Re: frequent lockups in 3.18rc4

From: Borislav Petkov
Date: Mon Dec 15 2014 - 09:00:13 EST

On Sun, Dec 14, 2014 at 09:47:26PM -0800, Linus Torvalds wrote:
> and "save_xstate_sig+0x81" shows up on all stacks, although only on
> CPU1 does it show up as a "guaranteed" part of the stack chain (ie it
> matches frame pointer data too). CPU1 also has that __clear_user show
> up (which is called from save_xstate_sig), but not other CPU's.
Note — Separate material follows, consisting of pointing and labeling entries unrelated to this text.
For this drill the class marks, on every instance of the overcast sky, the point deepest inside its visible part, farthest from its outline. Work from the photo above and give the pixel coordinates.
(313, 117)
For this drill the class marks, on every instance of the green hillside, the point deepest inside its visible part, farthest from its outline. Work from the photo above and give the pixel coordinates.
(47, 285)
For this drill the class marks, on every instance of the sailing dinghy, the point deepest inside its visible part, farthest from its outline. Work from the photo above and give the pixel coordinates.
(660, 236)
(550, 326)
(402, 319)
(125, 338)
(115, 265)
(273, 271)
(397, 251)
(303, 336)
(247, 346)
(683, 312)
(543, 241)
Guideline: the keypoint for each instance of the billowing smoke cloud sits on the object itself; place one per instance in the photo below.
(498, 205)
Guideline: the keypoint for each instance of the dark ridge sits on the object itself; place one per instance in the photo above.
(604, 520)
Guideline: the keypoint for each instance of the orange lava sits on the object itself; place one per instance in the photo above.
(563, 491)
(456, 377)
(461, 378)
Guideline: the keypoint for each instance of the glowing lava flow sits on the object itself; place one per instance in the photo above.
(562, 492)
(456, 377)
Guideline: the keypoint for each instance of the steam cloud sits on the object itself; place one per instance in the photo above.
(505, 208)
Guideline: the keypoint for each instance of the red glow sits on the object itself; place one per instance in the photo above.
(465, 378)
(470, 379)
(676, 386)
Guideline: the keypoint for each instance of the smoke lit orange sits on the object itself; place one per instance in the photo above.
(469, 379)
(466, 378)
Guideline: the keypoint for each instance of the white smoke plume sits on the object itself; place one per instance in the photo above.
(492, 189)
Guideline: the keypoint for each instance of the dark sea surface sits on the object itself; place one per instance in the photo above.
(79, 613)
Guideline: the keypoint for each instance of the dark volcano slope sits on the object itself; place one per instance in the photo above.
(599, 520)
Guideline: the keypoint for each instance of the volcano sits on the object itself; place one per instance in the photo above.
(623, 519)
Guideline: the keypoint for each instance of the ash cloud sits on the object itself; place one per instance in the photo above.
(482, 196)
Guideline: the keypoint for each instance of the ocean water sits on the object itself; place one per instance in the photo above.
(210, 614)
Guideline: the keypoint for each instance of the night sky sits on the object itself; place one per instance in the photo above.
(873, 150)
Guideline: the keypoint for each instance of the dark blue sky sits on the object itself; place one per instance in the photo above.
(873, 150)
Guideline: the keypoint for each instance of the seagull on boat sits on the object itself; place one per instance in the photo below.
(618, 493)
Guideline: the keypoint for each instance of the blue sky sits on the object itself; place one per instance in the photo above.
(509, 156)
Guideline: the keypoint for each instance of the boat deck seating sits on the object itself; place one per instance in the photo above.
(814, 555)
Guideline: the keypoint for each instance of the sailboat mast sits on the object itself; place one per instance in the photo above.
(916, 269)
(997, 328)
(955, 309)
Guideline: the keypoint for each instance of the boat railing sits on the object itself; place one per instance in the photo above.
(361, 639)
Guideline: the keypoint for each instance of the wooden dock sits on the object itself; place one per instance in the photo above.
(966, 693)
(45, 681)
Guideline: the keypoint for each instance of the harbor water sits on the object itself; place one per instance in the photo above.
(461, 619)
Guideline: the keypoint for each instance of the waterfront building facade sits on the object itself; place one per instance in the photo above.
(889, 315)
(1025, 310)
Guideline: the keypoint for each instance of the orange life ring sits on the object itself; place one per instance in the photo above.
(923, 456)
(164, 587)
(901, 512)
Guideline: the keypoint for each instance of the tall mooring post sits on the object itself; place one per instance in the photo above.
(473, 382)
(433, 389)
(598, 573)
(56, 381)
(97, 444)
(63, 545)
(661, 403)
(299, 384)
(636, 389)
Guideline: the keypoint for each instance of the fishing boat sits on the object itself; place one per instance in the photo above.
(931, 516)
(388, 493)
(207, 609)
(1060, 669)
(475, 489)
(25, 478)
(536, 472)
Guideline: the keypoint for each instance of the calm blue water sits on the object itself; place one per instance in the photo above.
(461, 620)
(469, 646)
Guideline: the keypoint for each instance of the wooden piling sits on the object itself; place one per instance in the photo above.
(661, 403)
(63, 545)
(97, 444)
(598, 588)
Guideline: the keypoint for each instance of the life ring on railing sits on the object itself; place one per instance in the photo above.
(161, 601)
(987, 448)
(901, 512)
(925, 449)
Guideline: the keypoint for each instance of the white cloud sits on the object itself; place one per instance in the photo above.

CPU2
> and CPU3 have "save_xstate_sig+0x98" in addition to that +0x81 thing.
> My guess is that "save_xstate_sig+0x81" is the instruction after the
> __clear_user call, and that CPU1 took the fault in __clear_user(),
> while CPU2 and CPU3 took the fault at "save_xstate_sig+0x98" instead,
> which I'd guess is the
> xsave64 (%rdi)

Err, maybe a wild guess, but could XSAVE be encountering some problems,
like store ordering violations or somesuch?

Quick search shows

"AZ72. Store Ordering Violation When Using XSAVE"

here which
talks about SSE context stores happening out of order. Now, there are a
lot of IFs like does Dave's machine even have the erratum and even if,
would that erratum cause some sort of a livelock leading to the kernel
lockups and so on and so on...

It might be worth to rule out though.